The Federal Reserve has been aggressively raising interest rates to slow down inflation. That’s making it more expensive to borrow. And higher borrowing rates could cause a serious pullback in consumer spending, leading to a recession.

Now recessions can play out in different ways. Some can be mild and short-lived. Others can be long and painful. Either way, if a recession hits in 2023, there’s a good chance it will lead to a notable uptick in unemployment.

Right now, the job market is in good shape, and unemployment levels are fairly low. But things could change if economic conditions decline. In fact, in a recent Clarify Capital survey, 66% of respondents say that a recession would likely cause layoffs at their company.

Now the good news is that if you’re laid off from your job through no fault of your own, you’re generally entitled to receive unemployment benefits. But before you bank too heavily on those as a fall-back option, do consider these points.

1. Unemployment benefits won’t replace your paycheck in full

It’s a big myth that if you have to go on unemployment, the weekly benefits you’ll receive will be enough to take the place of your missing paycheck. In reality, your unemployment benefits probably won’t replace much more than half of your missing income if you’re an average earner. And if you’re a higher earner, those benefits might replace less of your income, percentage-wise. That’s because states have a weekly maximum benefit that applies whether you earn $50,000 a year or $250,000.

For this reason, it’s important to have an emergency fund to tap in case your unemployment benefits fall short on providing you with the income you need to cover your bills. In fact, ideally, you should have enough money in your savings account to pay for at least three months of essential bills.

2. Unemployment benefits may not kick in right away

You might file for unemployment benefits as soon as you’re laid off at work. But that doesn’t mean you should expect that money to start hitting your checking account a few days later.

It can take time to process an unemployment claim even during periods when job loss is low. And during a recession, when jobless claims pick up, you may be subject to longer delays than usual. That’s yet another reason why it’s essential to have money in savings — so you can keep up with your bills before your unemployment benefits start to arrive.

3. You can’t collect unemployment if you’re self-employed

Maybe you have different companies you work for on a contract basis. If a recession hits, they might choose to stop using your services to cut costs. And in that case, you’ll generally be out of luck, since people who are self-employed usually are not entitled to unemployment benefits.
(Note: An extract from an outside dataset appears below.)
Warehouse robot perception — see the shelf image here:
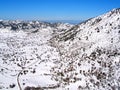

Now you may remember that freelance workers were able to collect unemployment in 2020. But that was due to a special provision that was put in place by lawmakers due to the extreme nature of the unemployment crisis that erupted in the spring that year. In most cases, those who are self-employed don’t get unemployment benefits — which is all the more reason to pad your emergency fund if you aren’t a salaried worker.

If a recession strikes in 2023, the unfortunate reality is that many people could find themselves out of job. Knowing what to expect from unemployment benefits could help you better prepare for that possibility.